L’orientamento opposto afferma che, con la dichiarazione di fallimento, il fallito perde il potere di disporre del proprio patrimonio, che passa sotto la gestione del curatore, il quale agisce nell’interesse dei creditori e deve evitare il depauperamento dei beni. In questo contesto, il curatore viene considerato un "terzo estraneo al reato", e pertanto i beni della massa fallimentare non possono essere soggetti a confisca. Questa tesi, inoltre, sottolinea il rischio di danneggiare i creditori – soggetti terzi rispetto al reato – se si applicasse il sequestro preventivo su beni che dovrebbero invece essere destinati a soddisfare i loro crediti.


La soluzione delle Sezioni Unite

Le Sezioni Unite hanno deciso di aderire alla prima interpretazione, affermando la prevalenza della misura cautelare penale sulla procedura fallimentare.

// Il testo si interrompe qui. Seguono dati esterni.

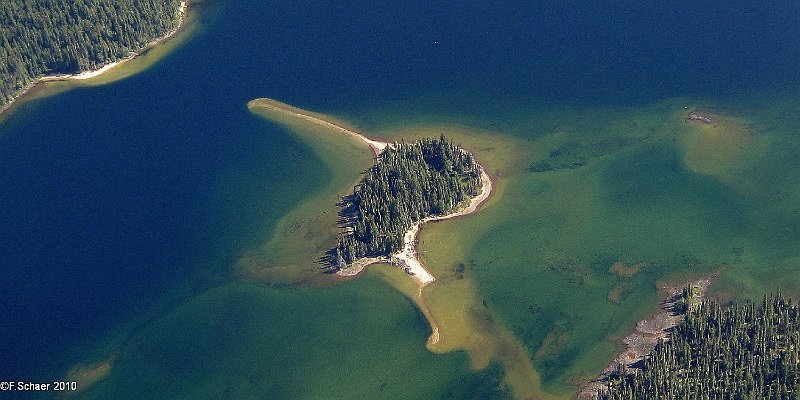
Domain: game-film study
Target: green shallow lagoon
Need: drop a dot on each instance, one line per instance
(357, 340)
(135, 207)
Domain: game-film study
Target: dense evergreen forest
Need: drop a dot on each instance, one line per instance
(740, 352)
(408, 183)
(44, 37)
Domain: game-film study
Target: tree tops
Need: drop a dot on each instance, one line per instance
(408, 183)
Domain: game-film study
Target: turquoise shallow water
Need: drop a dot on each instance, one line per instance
(125, 206)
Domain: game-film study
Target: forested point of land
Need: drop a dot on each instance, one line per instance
(408, 183)
(50, 37)
(738, 352)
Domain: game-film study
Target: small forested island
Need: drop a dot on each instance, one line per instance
(39, 38)
(410, 182)
(740, 352)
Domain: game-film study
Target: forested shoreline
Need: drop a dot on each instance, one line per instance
(408, 183)
(40, 38)
(739, 352)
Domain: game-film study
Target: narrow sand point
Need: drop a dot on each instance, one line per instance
(407, 258)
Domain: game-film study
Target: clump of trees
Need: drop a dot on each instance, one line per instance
(739, 352)
(39, 38)
(409, 182)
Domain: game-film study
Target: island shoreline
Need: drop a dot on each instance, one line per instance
(407, 257)
(84, 75)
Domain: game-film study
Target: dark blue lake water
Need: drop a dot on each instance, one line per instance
(129, 197)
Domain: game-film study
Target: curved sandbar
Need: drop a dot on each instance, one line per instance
(407, 257)
(32, 90)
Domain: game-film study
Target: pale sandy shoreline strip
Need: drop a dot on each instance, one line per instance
(407, 257)
(105, 68)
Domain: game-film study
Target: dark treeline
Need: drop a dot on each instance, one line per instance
(44, 37)
(408, 183)
(741, 352)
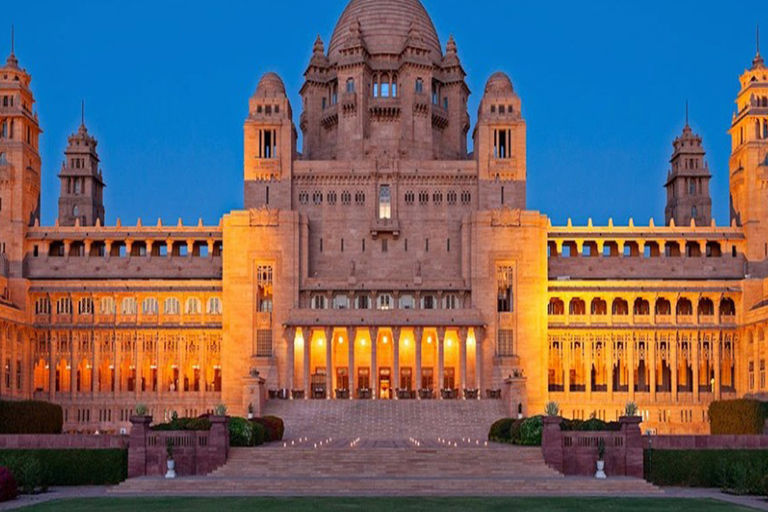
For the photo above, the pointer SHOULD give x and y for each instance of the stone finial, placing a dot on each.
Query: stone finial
(319, 48)
(450, 47)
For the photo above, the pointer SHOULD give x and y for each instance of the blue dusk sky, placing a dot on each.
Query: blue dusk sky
(603, 84)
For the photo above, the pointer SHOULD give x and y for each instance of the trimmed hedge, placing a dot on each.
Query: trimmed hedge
(30, 417)
(39, 469)
(184, 424)
(734, 470)
(737, 417)
(274, 427)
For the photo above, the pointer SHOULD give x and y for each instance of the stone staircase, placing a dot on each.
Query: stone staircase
(392, 468)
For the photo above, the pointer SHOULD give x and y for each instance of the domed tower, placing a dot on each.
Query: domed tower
(688, 182)
(81, 200)
(270, 146)
(384, 88)
(500, 145)
(749, 159)
(19, 165)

Nella sentenza, viene sottolineato come la legislazione più recente, in particolare il Codice della crisi d’impresa (art. 317 del d.lgs. n. 14/2019), abbia chiarito che le misure cautelari penali prevalgono sui vincoli derivanti dalla procedura concorsuale. Questa decisione si allinea con precedenti interventi normativi, come la legge n. 161 del 2017 e il d.lgs. n. 21 del 2018, che hanno ampliato l’ambito applicativo delle misure di sequestro e confisca previste dal Codice Antimafia, estendendole alla tutela dei terzi e all’amministrazione dei beni confiscati.

Le Sezioni Unite hanno quindi sancito un principio chiaro: a partire dal 15 luglio 2022, con l’entrata in vigore delle nuove norme, esiste una disciplina unitaria che regola i rapporti tra sequestro preventivo a fini di confisca e la dichiarazione di liquidazione giudiziale. In questo quadro normativo, prevale il sequestro penale, mentre la tutela dei crediti dei creditori fallimentari può essere presa in considerazione solo nei limiti indicati dall’art. 52 del d.lgs. n. 159/2011.


Conclusioni

La decisione delle Sezioni Unite ha segnato un punto di svolta, confermando la prevalenza delle misure cautelari penali anche in presenza di una procedura fallimentare avviata. Questo orientamento rafforza la finalità sanzionatoria della confisca e risolve, almeno per il momento, il contrasto giurisprudenziale esistente. Tuttavia, rimangono aperti interrogativi sull'effettivo bilanciamento tra gli interessi dello Stato e quelli dei creditori, che potrebbero sollevare nuove questioni in futuro.